There's also another problem: To identify which tokens are operators,
and which tokens are operands. Currently in C++ three is a set of
tokens which is explicitly reserved for operators, and another set
which can be used as operand. If one would allow to define arbitrary
operators, one could either maintain the distinction (for example by
naming operators "`foo'" instead of plain "foo", so "a `cross' b" is
unambiguously identified as infix operator `cross' applied to a and
b), or allow ordinary identifiers as operators, together with rules to
identify the operator tokens. The latter gets more complex, since even
if applying the "one-token-rule" of C++ built-in tokens, there are six
different ways to interpret the expression "a b c":
"prefix a(prefix b(c))"
"prefix a(postfix c(b))"
"postfix c(prefix a(b))"
"delimited a c(b)"
"prefix c(prefix b(a))"
"infix b(a,b)"
Now C++ already has this sort of stuff (what is "a * b;"?), but that
doesn't say that it's a good idea to add more such stuff. I'd use
clearly separated operator names ("`foo'" is just one possibility;
another one would be "@foo"; it's hard to find something which isn't
currently legal C++ syntax in any case)
Of course the question which operators should be overloadable still
remains. For example, should one be allowed to overload operators
which fit existing expressions? One might find overloading "infix * +"
useful to provide an optimized version of the combined operator. But
then it also poses problems: What if the expression a * b + c is
encountered where a, b and c don't fit this operator, but * and +
separately would work? We wouldn't really want the expression to fail.
But then, should the operator be split off? Or should the parsing of
the operator tokens be deferred until the types of the operands are
known? But what if the operands are expressions themselves?
Generally this problem occurs as soon as two operators of the same
"left kind" (i.e. both left delimited, or both left open) start with
the same token sequence. AFAIK the function call operators are the
only case where this occurs in C++. Here the resolution is clearly to
fail ("f(a,b)" is not resolved to "f((a,b))" if no two-argument
function, but an one-argument function as available).

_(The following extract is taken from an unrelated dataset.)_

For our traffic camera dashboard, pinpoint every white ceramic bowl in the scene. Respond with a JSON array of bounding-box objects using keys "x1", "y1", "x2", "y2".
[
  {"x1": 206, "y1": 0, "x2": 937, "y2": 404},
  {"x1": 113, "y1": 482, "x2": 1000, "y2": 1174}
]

Another thing one would probably not want to allow (although it would
technically make no problems) would be to overload e.g. "operator [ ,"

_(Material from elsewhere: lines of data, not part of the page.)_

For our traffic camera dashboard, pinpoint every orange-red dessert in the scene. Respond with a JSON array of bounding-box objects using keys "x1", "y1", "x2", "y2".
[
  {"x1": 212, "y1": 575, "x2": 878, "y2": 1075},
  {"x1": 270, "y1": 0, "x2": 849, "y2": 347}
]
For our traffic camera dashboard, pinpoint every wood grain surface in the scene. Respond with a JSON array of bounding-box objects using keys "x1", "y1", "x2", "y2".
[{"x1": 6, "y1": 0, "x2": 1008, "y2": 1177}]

because this would lead to unpaired '['. So one wants some additional
restrictions on operator overloading. Maybe one should restrict just
to explicitly named operators beside the standard ones.
---
[ comp.std.c++ is moderated. To submit articles, try just posting with ]
[ your news-reader. If that fails, use mailto:std-c++@ncar.ucar.edu ]

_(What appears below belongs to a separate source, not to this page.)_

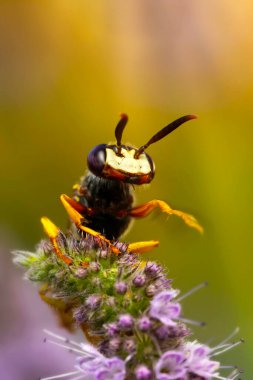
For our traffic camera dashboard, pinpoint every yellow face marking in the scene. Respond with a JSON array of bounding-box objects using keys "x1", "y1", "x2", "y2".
[{"x1": 106, "y1": 148, "x2": 151, "y2": 175}]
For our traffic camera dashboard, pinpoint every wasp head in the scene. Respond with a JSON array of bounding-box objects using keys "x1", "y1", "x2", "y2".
[{"x1": 87, "y1": 114, "x2": 196, "y2": 185}]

[ --- Please see the FAQ before posting. --- ]
[ FAQ: http://www.research.att.com/~austern/csc/faq.html ]
Author: Christopher Eltschka <celtschk@web.de>
Date: Thu, 23 Aug 2001 21:52:37 GMT Raw View
remove.haberg@matematik.su.se (Hans Aberg) writes:
> In article <PseWnUAxTPT7Ewfy@ntlworld.com>, Francis Glassborow
> <francisG@robinton.demon.co.uk> wrote:
> >>Or what exactly do you have in your mind?
>
> >Simply that the concept of precedence works for C, but it does not for
> >C++ (specifically the problem is with assignments and the conditional
> >operator)
>
> I did have some worries about that too in the beginning, but it turns out
> that it is not a problem. I made a version handling that specifically, one
> defines for ? : precedence and associativity left/right.
>
> I work now on a more general operator precedence theory. One advantage,
> apart from the generality, is that the actual implementation becomes
> simpler, because one needs not work through so many special cases, as that
> is handled by the general theory. Some details:
>
> An n-ary operator f is defined to be a sequence of tokens (f_0, ..., f_n),
> where f_0 and f_n, the left/right delimiters may be empty. If one of the
> left/right delimiters are not present, one must have a precedence number
> available. It is supposed to act on the arguments x_1, ..., x_n
> syntactically as
> f_0 x_1 f_1 ... f_{n-1} x_n f_n
>
> If neither of the left/right delimiters are present, then the operator is
> called infix. Then the operator can bind left or right in the parsing
> (associativity). If only the left (resp. right) delimiter is present, the
> operator is called prefix (resp. postfix). If both left and right
> delimiters are present, it is called delimited.
>
> Thus an operator can have the attributes
> left right prefix postfix delimited
> And for the different arities n, one has the following possible types:
> nullary (n = 0): delimited.
> unary (n = 1): prefix, postfix, delimited.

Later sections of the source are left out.